Datadas de cerca de 430 milhões de anos, elas podem ajudar a entender mais sobre o desenvolvimento do planeta durante a era Paleozoica.

Por Leo Caparroz 20 jun 2022, 18h51

Utilizando a identificação de datação de combustíveis fósseis, pesquisadores descobriram os incêndios florestais mais antigos já apontados. Ao analisarem depósitos de carvão de 430 milhões de anos do País de Gales e da Polônia, eles levantaram informações valiosas sobre como era a vida na Terra durante o período Siluriano – cerca de 440 milhões de anos atrás.

Naquele tempo, as plantas eram extremamente dependentes da água para se reproduzir e provavelmente não chegaram a existir em regiões com secas durante parte ou todo o ano. Os incêndios florestais discutidos no estudo teriam queimado vegetação rasteira, além de plantas comuns de pequeno porte – da altura do joelho ou da cintura.

As queimadas precisam de três coisas para existir: combustível (as plantas), uma fonte de ignição (no caso, os raios) e oxigênio suficiente para propagar a chama.

O fato desses incêndios terem se espalhado e deixado depósitos de carvão sugere, segundo os pesquisadores, que os níveis de oxigênio atmosférico da Terra eram de pelo menos 16%. Com base na análise das amostras de carvão, eles acreditam que os níveis há 430 milhões de anos podem ter sido similares aos atuais 21% – ou até superiores.

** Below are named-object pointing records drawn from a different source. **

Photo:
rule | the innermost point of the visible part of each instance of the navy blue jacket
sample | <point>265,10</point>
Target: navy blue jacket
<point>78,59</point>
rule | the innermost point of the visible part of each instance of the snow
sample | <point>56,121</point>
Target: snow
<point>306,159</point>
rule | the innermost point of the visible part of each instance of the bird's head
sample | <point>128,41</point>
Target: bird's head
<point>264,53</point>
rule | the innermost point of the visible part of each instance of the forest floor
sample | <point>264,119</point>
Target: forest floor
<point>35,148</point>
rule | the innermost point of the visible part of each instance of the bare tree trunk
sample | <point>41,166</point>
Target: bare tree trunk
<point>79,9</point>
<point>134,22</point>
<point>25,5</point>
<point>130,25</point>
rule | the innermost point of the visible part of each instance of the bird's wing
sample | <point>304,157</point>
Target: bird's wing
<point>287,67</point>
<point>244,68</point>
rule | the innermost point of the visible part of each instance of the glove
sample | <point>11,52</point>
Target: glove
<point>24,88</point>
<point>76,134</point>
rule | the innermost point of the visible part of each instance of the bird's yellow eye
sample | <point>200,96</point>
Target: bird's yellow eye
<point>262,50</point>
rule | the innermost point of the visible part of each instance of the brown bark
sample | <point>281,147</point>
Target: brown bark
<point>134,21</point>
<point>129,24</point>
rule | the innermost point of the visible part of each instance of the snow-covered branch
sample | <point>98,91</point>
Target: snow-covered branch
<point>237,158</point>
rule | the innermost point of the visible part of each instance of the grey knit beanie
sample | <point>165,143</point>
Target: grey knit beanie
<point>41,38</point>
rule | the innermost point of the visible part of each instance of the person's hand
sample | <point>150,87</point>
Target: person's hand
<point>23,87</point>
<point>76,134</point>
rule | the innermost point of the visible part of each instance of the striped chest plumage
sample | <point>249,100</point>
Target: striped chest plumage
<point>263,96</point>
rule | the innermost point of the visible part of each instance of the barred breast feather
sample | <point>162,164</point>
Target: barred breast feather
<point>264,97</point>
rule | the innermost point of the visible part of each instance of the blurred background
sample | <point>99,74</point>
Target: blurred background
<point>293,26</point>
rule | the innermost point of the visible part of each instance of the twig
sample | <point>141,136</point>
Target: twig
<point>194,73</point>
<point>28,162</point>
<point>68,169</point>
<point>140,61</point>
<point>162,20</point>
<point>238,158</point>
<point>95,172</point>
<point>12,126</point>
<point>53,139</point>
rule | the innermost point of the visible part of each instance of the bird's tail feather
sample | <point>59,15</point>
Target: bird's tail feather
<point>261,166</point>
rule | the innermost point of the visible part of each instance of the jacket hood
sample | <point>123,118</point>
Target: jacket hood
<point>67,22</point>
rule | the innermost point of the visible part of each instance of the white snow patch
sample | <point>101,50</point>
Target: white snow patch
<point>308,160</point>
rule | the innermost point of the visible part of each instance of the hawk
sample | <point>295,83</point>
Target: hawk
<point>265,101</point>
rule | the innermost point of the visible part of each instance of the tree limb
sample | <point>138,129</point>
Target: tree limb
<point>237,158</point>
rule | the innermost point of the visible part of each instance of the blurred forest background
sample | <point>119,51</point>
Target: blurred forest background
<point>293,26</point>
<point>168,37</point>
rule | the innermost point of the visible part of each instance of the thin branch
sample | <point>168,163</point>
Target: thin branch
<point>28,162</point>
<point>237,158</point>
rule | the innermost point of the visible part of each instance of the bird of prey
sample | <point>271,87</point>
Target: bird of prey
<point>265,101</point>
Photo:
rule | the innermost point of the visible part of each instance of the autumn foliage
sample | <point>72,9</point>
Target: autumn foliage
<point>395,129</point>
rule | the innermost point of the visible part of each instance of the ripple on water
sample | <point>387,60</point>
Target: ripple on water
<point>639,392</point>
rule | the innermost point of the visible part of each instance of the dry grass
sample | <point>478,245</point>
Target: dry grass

A pesquisa ajuda a entender um pouco mais sobre o ciclo de oxigênio e a fotossíntese da vida vegetal nesse período. Ao saber os detalhes desse ciclo ao longo do tempo, os cientistas podem ter uma visão melhor de como a vida evoluiu até aqui.

Os incêndios florestais, assim como agora, teriam contribuído também para os ciclos de carbono e fósforo e para o movimento de sedimentos no solo terrestre. É uma combinação complexa de processos, que exige um trabalho em partes.

Esse achado recente com certeza auxilia nesses passos. Anteriormente, o recorde de incêndio florestal mais antigo registrado era de 10 milhões de anos. A nova data confere uma visão mais funda do passado – e também destaca a importância que a pesquisa de incêndios florestais tem no mapeamento da história geológica.

“As queimadas têm sido um componente integral nos processos do sistema terrestre por um longo tempo, mas seu papel nesses processos quase certamente foi subestimado”, conta Ian Glasspool, primeiro autor do estudo.